My favorite story about a writer and his pet concerns E.B. White, who once received a letter from the ASPCA accusing him of “harboring” an unlicensed dog. In classic fashion, White responded: “If by ‘harboring’ you mean getting up two or three times every night to pull Minnie’s blanket over her, I am harboring a dog all right.”
My life as a writer has included some wonderful pets. Deputy (pictured above), our beloved Westie, would sit in the well of my desk, curled as close as he could get to my feet, while I pounded away on the keyboard. I might have expressed anger and frustration at times, but Deputy, like Dickinson’s dog, never told. One of my fondest memories of him was his love of popcorn—an evening snack my husband enjoys regularly. Jim would sometimes resort to taking refuge in our bedroom with his popcorn bowl, hoping to avoid sharing with Dep, but it never worked. Deputy would always follow the scent and scratch and whine until Jim finally gave up and let him in.
When Deputy passed, he was replaced by Frankie, a grand-dog.

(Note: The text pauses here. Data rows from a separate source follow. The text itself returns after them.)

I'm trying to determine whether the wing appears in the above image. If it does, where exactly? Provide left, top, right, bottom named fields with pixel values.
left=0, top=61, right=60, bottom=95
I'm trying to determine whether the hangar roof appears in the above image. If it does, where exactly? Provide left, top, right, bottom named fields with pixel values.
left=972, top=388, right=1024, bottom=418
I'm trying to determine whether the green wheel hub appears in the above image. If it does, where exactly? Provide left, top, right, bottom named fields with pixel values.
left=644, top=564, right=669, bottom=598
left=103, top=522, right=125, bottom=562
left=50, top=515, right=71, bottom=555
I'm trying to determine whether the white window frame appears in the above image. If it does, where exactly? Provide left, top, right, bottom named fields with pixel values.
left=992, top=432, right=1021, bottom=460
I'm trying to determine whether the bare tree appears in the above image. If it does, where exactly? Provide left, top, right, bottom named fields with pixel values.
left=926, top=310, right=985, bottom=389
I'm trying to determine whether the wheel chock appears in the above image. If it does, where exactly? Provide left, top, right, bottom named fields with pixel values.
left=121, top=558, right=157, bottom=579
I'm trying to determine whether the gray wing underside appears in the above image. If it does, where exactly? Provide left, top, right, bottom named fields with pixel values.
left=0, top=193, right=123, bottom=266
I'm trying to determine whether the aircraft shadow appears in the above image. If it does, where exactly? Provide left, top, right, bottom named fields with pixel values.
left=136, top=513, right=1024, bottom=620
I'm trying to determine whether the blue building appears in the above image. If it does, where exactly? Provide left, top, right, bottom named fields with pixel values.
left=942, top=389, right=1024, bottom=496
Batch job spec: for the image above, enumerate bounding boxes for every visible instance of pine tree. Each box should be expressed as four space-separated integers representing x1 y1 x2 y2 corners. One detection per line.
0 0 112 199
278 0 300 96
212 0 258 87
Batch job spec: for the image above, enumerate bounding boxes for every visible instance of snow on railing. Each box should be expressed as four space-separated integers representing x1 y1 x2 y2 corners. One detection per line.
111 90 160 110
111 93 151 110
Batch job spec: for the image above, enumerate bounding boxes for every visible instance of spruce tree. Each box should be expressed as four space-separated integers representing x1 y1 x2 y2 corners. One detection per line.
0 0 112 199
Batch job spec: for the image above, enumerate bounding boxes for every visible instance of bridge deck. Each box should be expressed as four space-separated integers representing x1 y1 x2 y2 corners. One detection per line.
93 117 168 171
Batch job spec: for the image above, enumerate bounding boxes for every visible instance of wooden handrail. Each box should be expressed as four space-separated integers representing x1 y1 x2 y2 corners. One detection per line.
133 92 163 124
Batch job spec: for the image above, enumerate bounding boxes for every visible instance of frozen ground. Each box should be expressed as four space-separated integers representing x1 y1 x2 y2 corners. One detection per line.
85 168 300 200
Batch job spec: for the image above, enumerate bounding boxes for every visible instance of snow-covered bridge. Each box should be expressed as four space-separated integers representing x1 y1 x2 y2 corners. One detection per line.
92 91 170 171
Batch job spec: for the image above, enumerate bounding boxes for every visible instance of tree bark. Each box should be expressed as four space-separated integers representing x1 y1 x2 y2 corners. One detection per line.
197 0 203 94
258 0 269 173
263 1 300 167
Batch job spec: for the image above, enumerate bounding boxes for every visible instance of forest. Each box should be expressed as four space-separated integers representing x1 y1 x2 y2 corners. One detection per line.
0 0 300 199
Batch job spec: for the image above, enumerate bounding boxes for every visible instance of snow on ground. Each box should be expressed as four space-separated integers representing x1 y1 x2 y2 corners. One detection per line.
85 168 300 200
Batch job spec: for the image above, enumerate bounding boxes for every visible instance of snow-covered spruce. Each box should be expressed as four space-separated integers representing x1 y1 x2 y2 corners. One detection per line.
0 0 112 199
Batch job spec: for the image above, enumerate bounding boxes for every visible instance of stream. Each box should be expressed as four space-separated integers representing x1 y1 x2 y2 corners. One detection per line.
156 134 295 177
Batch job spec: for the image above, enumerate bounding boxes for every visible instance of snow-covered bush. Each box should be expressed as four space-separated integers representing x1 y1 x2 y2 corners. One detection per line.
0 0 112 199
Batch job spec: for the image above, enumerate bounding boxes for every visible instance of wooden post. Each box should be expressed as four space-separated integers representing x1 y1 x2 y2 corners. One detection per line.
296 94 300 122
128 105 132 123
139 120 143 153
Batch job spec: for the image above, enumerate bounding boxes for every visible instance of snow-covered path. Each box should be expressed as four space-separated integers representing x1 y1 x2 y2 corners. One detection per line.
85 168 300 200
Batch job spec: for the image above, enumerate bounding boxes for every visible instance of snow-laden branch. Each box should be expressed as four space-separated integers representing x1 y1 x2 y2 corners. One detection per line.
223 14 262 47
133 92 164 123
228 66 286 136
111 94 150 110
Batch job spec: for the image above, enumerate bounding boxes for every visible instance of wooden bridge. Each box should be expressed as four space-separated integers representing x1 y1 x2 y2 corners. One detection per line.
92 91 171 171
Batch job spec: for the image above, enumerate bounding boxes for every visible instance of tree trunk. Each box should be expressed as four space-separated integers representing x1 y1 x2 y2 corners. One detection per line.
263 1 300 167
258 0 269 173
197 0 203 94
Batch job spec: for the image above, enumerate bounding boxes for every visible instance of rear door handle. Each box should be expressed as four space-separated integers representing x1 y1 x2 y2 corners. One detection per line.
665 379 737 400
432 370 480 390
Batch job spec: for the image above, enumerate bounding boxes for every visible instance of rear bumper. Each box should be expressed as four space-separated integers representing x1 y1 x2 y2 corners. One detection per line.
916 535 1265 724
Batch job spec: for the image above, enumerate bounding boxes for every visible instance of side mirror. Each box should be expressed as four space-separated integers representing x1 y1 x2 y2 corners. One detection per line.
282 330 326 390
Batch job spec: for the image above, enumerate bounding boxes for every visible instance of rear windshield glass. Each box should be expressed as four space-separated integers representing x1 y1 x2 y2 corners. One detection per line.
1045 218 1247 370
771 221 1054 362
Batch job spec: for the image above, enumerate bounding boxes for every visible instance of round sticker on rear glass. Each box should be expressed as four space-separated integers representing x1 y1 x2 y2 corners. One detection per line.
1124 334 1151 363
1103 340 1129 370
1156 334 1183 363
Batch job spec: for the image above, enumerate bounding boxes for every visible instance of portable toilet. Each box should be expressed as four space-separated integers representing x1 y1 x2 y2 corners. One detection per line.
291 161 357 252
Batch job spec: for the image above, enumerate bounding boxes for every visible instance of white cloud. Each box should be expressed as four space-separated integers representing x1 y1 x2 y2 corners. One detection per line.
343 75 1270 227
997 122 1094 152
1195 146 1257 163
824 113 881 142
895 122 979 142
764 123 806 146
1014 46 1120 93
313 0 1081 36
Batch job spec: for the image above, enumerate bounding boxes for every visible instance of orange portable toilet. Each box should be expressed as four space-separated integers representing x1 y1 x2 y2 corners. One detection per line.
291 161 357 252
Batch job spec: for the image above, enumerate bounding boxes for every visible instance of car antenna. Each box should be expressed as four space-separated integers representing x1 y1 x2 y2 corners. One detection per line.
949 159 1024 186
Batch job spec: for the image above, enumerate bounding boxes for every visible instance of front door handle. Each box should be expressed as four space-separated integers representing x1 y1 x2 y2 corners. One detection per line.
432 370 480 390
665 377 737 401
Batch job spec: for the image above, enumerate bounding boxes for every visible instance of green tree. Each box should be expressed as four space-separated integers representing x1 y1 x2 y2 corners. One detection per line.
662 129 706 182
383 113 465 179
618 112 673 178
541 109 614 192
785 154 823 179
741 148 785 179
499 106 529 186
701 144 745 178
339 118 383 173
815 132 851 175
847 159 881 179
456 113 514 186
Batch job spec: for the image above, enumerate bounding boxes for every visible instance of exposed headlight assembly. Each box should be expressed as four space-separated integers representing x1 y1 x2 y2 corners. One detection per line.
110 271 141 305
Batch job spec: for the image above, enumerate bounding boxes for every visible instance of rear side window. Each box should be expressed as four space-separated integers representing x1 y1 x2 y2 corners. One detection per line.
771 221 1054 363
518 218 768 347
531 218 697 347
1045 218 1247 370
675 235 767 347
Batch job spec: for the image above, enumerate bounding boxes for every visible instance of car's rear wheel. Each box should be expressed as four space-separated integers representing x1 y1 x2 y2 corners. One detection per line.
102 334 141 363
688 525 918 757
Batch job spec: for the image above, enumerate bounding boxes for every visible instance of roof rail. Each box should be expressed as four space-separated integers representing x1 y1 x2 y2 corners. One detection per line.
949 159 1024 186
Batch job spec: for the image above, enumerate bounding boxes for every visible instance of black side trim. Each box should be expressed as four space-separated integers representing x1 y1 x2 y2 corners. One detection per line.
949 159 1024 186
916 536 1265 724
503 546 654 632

We inherited him from our daughter, who couldn’t, at that time, afford the cost of his dental work. Frankie had been “liberated” by her from a tyrannical owner who left him tied to a stake day and night. The saga of Frankie was told by our daughter in this tragicomic tale that she wrote and produced.
Sadly, there are no pets curled up in the well of my desk right now. Since we moved to a condo, I ply my lonely trade without the comfort of a dog or a cat. But that won’t last, because sometimes, in this business, your pet is your very best friend.